The commonwealth appealed the rulings to Commonwealth Court, arguing, among other things, that the trial court erred in granting judgment on the pleadings and dismissing the statutory Medicaid fraud claims.

In its ruling last week, the Commonwealth Court, which is Pennsylvania’s lower-tier appellate court, wrote that the trial court did not err since Janssen is not a “provider” subject to civil remedies.

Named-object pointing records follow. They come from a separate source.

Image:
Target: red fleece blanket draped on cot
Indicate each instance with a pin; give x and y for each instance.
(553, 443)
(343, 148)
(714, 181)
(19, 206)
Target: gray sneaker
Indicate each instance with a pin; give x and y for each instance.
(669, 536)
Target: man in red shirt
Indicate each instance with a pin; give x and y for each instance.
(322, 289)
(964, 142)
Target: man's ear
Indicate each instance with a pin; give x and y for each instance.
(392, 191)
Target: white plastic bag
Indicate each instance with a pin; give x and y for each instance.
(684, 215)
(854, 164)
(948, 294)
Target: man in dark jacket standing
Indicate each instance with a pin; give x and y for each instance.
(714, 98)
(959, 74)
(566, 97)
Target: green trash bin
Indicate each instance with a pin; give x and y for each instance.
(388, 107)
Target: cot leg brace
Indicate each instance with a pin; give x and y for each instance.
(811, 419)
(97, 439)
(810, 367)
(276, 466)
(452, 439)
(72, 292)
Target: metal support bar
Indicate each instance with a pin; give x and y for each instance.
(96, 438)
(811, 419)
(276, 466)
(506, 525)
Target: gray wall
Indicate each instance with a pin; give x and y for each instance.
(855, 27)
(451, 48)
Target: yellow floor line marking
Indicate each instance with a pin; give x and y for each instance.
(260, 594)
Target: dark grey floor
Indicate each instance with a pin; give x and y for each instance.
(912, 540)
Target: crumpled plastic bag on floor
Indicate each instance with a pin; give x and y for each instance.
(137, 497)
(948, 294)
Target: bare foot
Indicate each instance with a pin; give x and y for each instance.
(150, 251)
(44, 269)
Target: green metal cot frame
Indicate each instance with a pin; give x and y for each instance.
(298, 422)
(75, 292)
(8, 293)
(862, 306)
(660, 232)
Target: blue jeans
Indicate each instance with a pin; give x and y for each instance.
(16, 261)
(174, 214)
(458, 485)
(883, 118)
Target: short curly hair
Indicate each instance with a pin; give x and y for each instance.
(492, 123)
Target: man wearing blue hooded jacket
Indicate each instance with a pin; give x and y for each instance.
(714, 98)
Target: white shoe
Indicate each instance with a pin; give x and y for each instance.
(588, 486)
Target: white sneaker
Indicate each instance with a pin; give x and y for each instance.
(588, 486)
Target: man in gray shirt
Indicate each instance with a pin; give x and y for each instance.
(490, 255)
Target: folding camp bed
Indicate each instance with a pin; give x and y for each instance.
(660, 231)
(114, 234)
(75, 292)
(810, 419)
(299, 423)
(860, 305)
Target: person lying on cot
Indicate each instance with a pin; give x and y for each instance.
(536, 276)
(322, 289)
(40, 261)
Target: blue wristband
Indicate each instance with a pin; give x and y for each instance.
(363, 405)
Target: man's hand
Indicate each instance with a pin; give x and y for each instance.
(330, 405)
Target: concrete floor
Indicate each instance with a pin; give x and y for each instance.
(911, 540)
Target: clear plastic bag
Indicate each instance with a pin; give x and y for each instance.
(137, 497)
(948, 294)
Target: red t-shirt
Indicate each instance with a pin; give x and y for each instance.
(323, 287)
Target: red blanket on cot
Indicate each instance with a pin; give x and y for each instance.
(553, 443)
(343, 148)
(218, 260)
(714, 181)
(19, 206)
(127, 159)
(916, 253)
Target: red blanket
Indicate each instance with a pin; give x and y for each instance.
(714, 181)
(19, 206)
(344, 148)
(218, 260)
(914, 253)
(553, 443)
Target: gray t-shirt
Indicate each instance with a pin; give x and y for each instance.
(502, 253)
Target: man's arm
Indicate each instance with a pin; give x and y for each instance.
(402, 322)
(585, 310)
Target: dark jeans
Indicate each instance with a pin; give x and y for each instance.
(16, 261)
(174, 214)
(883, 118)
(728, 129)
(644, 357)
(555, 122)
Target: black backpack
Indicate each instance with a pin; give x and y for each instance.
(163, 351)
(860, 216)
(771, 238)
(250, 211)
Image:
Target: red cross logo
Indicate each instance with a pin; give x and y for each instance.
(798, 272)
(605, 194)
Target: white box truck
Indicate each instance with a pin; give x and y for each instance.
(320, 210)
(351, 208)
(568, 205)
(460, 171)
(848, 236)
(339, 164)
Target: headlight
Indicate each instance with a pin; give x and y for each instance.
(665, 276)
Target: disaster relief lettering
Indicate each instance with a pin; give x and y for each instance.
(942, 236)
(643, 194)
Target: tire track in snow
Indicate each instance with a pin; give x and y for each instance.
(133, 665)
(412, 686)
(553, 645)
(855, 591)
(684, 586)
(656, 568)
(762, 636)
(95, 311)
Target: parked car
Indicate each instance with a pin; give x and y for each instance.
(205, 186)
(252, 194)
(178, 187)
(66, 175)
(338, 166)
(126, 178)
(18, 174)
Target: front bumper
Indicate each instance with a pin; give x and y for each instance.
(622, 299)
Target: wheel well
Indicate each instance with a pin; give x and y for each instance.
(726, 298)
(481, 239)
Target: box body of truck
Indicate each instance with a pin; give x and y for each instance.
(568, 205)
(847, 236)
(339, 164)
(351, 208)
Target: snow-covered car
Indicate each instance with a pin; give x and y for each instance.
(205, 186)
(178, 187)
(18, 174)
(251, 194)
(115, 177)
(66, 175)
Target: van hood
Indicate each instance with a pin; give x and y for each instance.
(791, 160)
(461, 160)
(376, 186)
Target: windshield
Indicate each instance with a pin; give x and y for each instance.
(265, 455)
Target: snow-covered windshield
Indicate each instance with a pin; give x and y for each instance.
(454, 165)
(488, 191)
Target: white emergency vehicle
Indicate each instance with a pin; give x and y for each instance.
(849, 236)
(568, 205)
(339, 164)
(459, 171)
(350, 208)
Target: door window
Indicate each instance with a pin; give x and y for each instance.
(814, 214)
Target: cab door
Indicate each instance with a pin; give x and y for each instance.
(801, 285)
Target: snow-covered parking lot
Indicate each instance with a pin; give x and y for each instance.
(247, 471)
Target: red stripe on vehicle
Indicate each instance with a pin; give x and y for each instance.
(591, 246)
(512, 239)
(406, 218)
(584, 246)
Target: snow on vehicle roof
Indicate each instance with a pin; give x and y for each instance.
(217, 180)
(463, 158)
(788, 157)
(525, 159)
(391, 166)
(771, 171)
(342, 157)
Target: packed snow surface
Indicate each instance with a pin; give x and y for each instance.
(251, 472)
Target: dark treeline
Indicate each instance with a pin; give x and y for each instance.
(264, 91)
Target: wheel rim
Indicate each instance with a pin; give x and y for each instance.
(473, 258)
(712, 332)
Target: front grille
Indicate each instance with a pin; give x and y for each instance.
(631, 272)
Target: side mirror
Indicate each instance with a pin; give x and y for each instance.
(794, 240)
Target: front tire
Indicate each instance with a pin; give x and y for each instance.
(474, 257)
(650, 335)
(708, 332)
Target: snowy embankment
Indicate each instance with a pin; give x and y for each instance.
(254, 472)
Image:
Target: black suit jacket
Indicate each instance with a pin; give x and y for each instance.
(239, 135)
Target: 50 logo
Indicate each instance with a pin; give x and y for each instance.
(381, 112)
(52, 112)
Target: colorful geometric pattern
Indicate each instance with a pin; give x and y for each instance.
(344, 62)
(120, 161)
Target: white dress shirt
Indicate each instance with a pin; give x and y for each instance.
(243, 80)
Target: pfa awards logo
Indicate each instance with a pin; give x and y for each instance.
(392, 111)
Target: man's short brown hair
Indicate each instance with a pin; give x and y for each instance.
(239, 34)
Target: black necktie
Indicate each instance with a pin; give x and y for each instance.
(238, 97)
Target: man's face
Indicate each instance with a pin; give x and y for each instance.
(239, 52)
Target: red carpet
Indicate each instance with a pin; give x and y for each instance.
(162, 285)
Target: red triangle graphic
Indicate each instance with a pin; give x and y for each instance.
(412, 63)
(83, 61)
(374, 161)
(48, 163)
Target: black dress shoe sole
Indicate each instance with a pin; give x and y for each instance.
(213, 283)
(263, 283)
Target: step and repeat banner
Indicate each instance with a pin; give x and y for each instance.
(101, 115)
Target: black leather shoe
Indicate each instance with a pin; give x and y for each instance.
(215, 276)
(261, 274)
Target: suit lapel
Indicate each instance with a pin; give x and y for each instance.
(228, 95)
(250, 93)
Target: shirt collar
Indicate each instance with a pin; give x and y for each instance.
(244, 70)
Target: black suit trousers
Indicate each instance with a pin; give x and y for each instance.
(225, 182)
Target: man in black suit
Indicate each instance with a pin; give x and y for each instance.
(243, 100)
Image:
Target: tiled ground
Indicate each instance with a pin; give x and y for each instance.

“We are bound by the statutory definition of ‘provider,’” the ruling states. “Contrary to the Commonwealth’s assertions, a drug manufacturer does not qualify.

“In contrast to drug manufacturers, who do not sell drugs directly to Medicaid recipients or receive reimbursements directly from Commonwealth agencies, pharmacies and practitioners supply drugs to recipients and receive reimbursements from the Commonwealth; therefore they qualify as ‘providers,’” the ruling continues.

The appellate court wrote that the state’s General Assembly specifically chose to use the word “provider” in the Fraud Act’s civil remedies provision, and since Janssen is not a provider by definition, it is not subject to civil remedies under the Fraud Act.

“For these reasons, we discern no error in the trial court’s dismissal of the Commonwealth’s Fraud Act claim against Janssen,” the ruling states.

The appellate judges went on to state that the trial court did not err in granting nonsuit to the defendants on the commonwealth’s claims of fraudulent misrepresentation and nondisclosure since the commonwealth “did not present clear and convincing proof on the essential element of causation.”

The commonwealth had lastly contended that the trial court erred in denying its motion for post-trial relief on the unjust enrichment claim.

The appellate judges again agreed with the trial court, ruling the Philadelphia judge overseeing the case didn’t err when granting nonsuit in this respect.

However, while the appellate judges said the trial court’s rationale on this issue was not supportable, they did nonetheless affirm the decision on the claim.

Janssen had argued that the unjust enrichment claim was nothing more than a “recasting” of its fraud claim.

“The Commonwealth’s claim must fail because it did not prove any benefit conferred on Janssen was unjust,” the ruling states. “It also specifies the trial record references to the rebate agreement, the existence of which bars recovery under an unjust enrichment theory.”

The judges further wrote that as to its unjust enrichment claim, the commonwealth did not quantify the benefit allegedly conferred on Janssen, and it did not prove any enrichment was unjust.

“Thus, no error is apparent in the trial court’s grant of Janssen’s motion for compulsory nonsuit on these claims,” the appellate ruling states.